A idiocracia do RINEI



Para os que não conhecem o filme Idiocracia (“Idiocracy”) – de Mike Judge, mesmo criador de “Beavis & Butt-head” – trata-se de uma comédia sobre um fictício futuro dos Estados Unidos em que os inteligentes serão extintos por déficit de natalidade e a população será composta apenas de cabeças-ocas, gente intelectualmente deficiente e simpatizante da cultura da baixaria, e as grandes corporações dominantes verão seus produtos desbancarem até a água potável. A população americana dessa distopia é (ainda apenas) uma caricatura da cultura degradada e alienada que tem terreno fértil naquele país... e no nosso também.

Tanto lá como cá a cultura respeitável, consciente e construtiva vem perdendo espaço no “mainstream” para fenômenos pseudoartísticos e modas que exaltam exatamente aquilo que o filme descreve: baixaria, pornografia onipresente, hedonismo, alienação, irresponsabilidade, destruição intelectual e outras desqualidades mais. E pertence a essa corrupta categoria o infelizmente maior expoente musical do Nordeste da atualidade: aquele que chamam de “forró estilizado” mas a que prefiro me referir como Ritmo Nordestino Estilizado Imundo – RINEI.

O RINEI está sendo o melhor contribuinte possível para a consolidação da idiocracia no Nordeste. Muito daquilo que alguém pensar de uma cultura moralmente degradada e intelectualmente corrompida pode ser encontrado nas letras e nos palcos das bandas. Se fosse produzida uma versão brasileira do filme de Mike Judge, tenhamos toda a certeza de que, em nossas ruas do século 26, o que mais tocaria seria RINEI, junto ao funk carioca – ritmo cuja representação maior também decaiu do amor e dos problemas sociais às apologias ao erotismo sujo e à cabeça-oca – e à swingueira.

Se nos EUA de 2505 o comportamento social predominante seria vomitar palavrões e chamar de “bicha” ou “fresco” aqueles que falam certo, sem as gírias de um inglês ultracoloquial, o costume que vem ganhando força já hoje entre os rapazes com a atual glória do ritmo imundo é falar de sexo, das “gaias” que plantaram nas namoradas e dos momentos de embriaguez com os amigos.

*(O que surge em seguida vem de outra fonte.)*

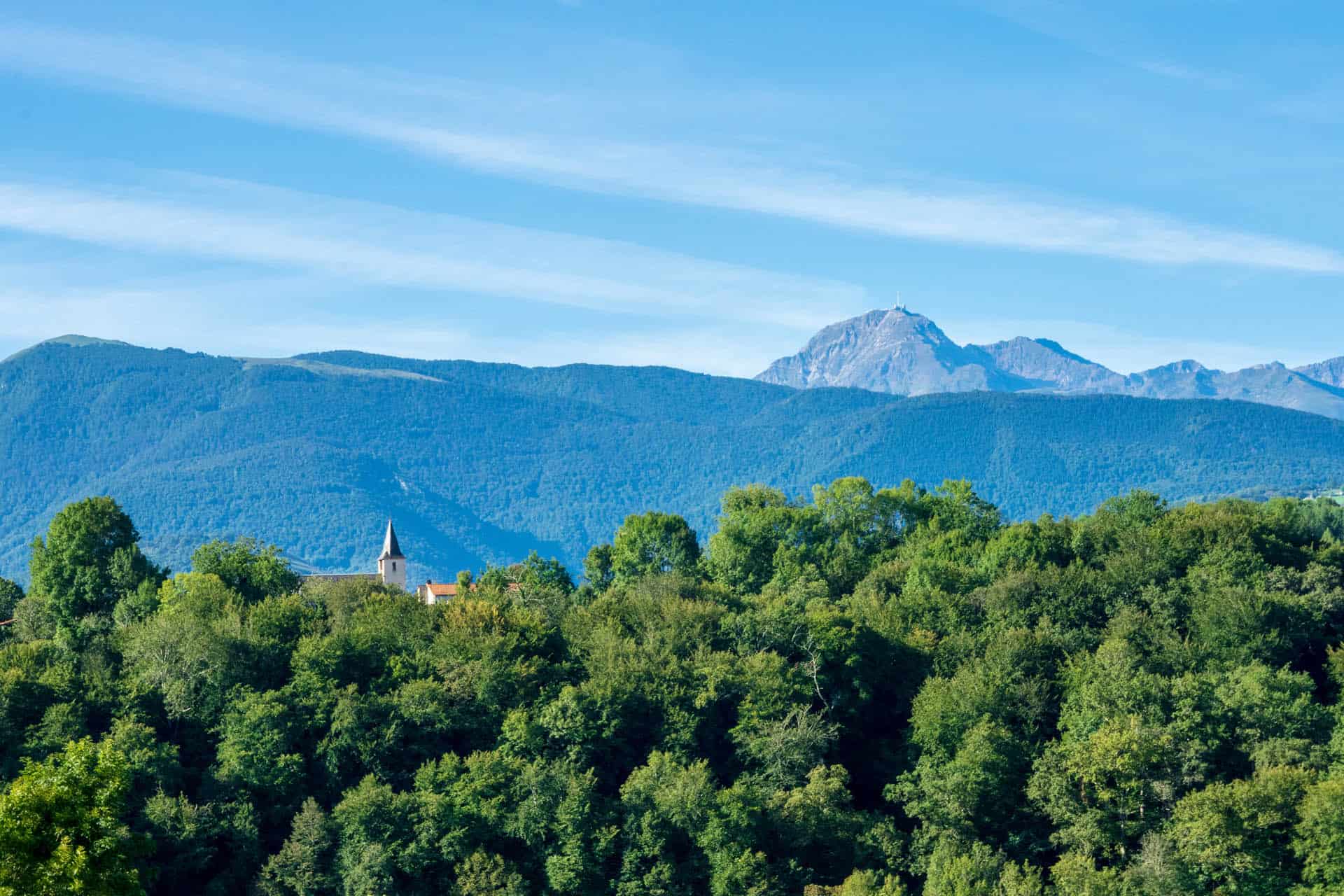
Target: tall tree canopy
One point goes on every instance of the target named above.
(860, 692)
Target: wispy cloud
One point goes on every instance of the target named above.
(268, 317)
(480, 128)
(381, 245)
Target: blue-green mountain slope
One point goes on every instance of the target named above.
(483, 463)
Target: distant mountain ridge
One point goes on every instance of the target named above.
(483, 463)
(906, 354)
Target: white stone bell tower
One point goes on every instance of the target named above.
(391, 564)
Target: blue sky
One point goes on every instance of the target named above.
(690, 184)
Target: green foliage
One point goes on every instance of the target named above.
(62, 830)
(652, 543)
(866, 692)
(89, 561)
(246, 567)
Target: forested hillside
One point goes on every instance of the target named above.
(869, 692)
(486, 463)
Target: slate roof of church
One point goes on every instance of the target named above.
(390, 547)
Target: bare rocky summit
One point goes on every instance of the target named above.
(906, 354)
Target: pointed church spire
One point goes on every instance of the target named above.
(390, 547)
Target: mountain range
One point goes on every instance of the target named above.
(483, 463)
(906, 354)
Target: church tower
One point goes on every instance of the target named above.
(391, 564)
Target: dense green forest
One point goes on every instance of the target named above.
(866, 692)
(480, 464)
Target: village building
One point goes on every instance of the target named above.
(391, 566)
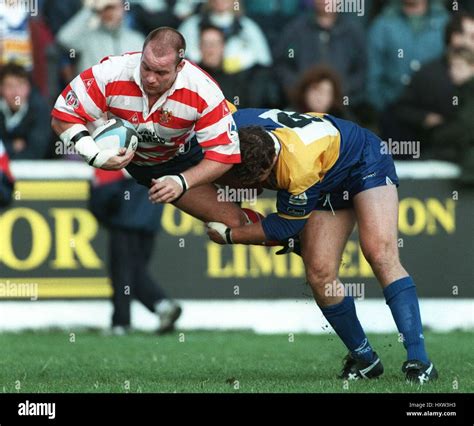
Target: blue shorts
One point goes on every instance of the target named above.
(191, 156)
(369, 169)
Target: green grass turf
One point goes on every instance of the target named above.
(214, 361)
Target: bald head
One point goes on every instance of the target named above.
(165, 40)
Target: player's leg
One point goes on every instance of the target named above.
(203, 203)
(148, 291)
(322, 243)
(377, 218)
(121, 275)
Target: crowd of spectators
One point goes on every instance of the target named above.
(401, 67)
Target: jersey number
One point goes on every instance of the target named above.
(295, 120)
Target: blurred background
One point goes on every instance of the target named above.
(404, 69)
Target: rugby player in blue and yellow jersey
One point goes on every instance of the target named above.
(330, 174)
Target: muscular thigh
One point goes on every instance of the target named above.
(324, 237)
(377, 218)
(202, 203)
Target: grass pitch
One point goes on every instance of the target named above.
(214, 361)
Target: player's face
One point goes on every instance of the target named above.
(460, 70)
(267, 173)
(158, 74)
(15, 91)
(319, 97)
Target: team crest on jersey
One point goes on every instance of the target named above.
(299, 200)
(71, 99)
(88, 83)
(134, 119)
(165, 116)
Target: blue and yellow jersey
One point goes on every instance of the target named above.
(308, 147)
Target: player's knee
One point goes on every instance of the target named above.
(381, 253)
(320, 275)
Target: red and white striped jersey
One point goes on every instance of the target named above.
(193, 107)
(4, 163)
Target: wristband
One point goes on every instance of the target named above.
(79, 136)
(183, 182)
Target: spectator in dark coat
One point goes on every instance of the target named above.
(428, 101)
(122, 206)
(454, 140)
(254, 87)
(6, 178)
(320, 90)
(328, 38)
(24, 116)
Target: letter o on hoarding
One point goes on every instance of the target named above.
(40, 239)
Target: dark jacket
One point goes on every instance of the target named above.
(6, 178)
(454, 140)
(34, 128)
(255, 87)
(430, 90)
(124, 204)
(304, 44)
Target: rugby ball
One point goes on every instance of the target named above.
(113, 135)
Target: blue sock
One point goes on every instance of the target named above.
(343, 319)
(403, 301)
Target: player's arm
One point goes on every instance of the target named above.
(217, 134)
(83, 101)
(78, 135)
(289, 221)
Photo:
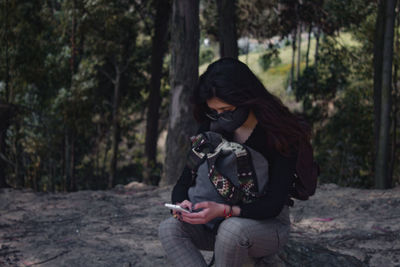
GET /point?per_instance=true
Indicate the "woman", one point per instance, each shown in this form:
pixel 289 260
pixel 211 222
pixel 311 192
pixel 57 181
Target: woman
pixel 230 100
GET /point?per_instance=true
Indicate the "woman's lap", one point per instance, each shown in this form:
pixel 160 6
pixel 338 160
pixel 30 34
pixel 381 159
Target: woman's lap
pixel 237 239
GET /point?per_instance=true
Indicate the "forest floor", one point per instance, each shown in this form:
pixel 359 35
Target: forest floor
pixel 119 227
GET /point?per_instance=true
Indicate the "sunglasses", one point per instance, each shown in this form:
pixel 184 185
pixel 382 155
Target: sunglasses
pixel 226 115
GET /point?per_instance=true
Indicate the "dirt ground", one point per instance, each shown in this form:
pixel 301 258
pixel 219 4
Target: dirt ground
pixel 119 227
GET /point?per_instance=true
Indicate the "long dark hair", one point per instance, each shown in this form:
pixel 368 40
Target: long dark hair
pixel 233 82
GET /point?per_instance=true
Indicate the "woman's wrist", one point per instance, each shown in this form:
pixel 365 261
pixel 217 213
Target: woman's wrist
pixel 230 211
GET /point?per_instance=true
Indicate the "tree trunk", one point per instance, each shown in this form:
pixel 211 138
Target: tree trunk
pixel 115 130
pixel 395 101
pixel 317 35
pixel 160 43
pixel 382 157
pixel 69 181
pixel 184 76
pixel 67 156
pixel 227 28
pixel 294 37
pixel 298 52
pixel 3 164
pixel 308 45
pixel 377 61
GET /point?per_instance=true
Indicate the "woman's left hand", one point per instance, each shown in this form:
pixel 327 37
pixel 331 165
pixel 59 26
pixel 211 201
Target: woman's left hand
pixel 210 210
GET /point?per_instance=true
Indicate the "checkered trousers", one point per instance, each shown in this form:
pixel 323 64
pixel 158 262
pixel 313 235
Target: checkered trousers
pixel 236 240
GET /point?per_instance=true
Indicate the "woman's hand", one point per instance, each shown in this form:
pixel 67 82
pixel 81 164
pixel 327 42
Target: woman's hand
pixel 210 211
pixel 184 204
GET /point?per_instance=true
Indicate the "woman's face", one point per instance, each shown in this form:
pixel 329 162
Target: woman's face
pixel 224 116
pixel 219 105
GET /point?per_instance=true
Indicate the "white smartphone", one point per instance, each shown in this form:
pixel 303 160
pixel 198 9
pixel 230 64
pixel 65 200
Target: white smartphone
pixel 176 207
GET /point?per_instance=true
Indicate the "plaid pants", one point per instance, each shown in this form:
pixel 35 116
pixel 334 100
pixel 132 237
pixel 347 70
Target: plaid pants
pixel 236 240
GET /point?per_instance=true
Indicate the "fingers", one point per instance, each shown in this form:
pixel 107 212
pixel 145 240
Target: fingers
pixel 186 204
pixel 202 205
pixel 195 218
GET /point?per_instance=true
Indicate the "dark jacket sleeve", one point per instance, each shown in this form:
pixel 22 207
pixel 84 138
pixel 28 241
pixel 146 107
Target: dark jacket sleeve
pixel 280 173
pixel 180 190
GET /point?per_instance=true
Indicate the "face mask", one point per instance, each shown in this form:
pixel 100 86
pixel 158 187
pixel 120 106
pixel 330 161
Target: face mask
pixel 228 121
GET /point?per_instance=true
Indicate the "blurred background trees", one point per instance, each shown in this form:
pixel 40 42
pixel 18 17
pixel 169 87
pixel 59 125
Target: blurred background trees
pixel 95 93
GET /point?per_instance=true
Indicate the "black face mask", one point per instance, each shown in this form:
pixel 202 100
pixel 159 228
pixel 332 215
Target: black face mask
pixel 228 121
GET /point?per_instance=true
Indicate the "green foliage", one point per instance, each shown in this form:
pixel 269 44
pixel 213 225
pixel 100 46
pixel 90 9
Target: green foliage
pixel 344 143
pixel 337 99
pixel 61 79
pixel 206 56
pixel 270 58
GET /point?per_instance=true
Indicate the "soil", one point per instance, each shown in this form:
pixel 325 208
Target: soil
pixel 119 227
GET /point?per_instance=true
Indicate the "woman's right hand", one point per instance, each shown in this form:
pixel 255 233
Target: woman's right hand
pixel 184 204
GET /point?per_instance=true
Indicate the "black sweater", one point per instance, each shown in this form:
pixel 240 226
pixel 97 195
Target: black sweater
pixel 281 171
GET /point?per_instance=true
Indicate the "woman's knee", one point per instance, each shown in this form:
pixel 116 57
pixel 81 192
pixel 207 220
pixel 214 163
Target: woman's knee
pixel 233 232
pixel 169 227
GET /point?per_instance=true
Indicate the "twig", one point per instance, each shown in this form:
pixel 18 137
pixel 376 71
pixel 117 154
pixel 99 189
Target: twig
pixel 50 259
pixel 8 252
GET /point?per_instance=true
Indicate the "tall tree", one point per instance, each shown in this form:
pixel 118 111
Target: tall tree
pixel 159 47
pixel 298 51
pixel 382 179
pixel 227 28
pixel 184 76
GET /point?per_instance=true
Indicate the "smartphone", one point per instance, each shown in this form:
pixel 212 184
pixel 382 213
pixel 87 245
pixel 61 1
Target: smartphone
pixel 176 207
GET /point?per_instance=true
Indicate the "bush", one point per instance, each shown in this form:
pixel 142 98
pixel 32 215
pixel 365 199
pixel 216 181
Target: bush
pixel 206 56
pixel 270 58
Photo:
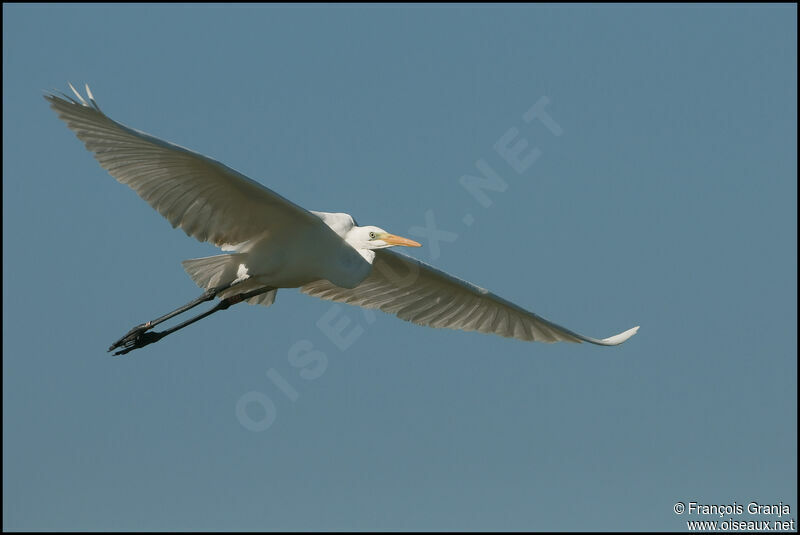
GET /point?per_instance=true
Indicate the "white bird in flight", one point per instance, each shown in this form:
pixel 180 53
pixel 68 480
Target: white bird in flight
pixel 274 243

Já duas das frases mais pronunciadas entre as pessoas nos últimos doze meses são “Chupa que é de uva”, uma referência ao ato de fazer boquete com gosto de camisinha de sabor uva, e “Vamos simbora pro bar, beber, cair e levantar”, uma forma de dizer como é bom ir ao bar e alcoolizar-se até começar a cair de bêbado.

Comparando com os anos 80, quando as frases que mais faziam a cabeça dos jovens vinham das bandas do saudoso movimento Rock Brasil – frases com conteúdo robusto, que convidavam o ouvinte a pensar naquele Brasil que tanto sofria –, notamos que prevaleceu aqui, em vez da superação reprodutiva dos cabeças-ocas de Idiocracia, a prevalência comercial da música idiota em detrimento da inteligente, já que aquela vendia muitíssimo mais num país cuja população adora carnavais, feriados e muitas outras oportunidades de se desligar e se alienar dos problemas e cair na farra.

É possível – embora muito incerto – que a idiocracia brasileira nunca chegue ao extremo do filme, mas as bandas de RINEI estão ajudando imprescindivelmente a nos aproximar daquela realidade grotesca, ao menos na região Nordeste. Não vejo, infelizmente, muito o que se fazer para causar sua decadência antes que nos tornemos a primeira zona oficialmente idiocrática brasileira, com governadores reconhecidos pelo passado de cachaceiros e “campeões do cabaré”, mas o que aqueles que odeiam tal estilo por causa da imbecilidade dele podem fazer é ensinar aos seus filhos que o caminho certo a ser seguido não é o de apreciar o RINEI e toda a sua imundície, e sim o de ser seletivo no que se ouve.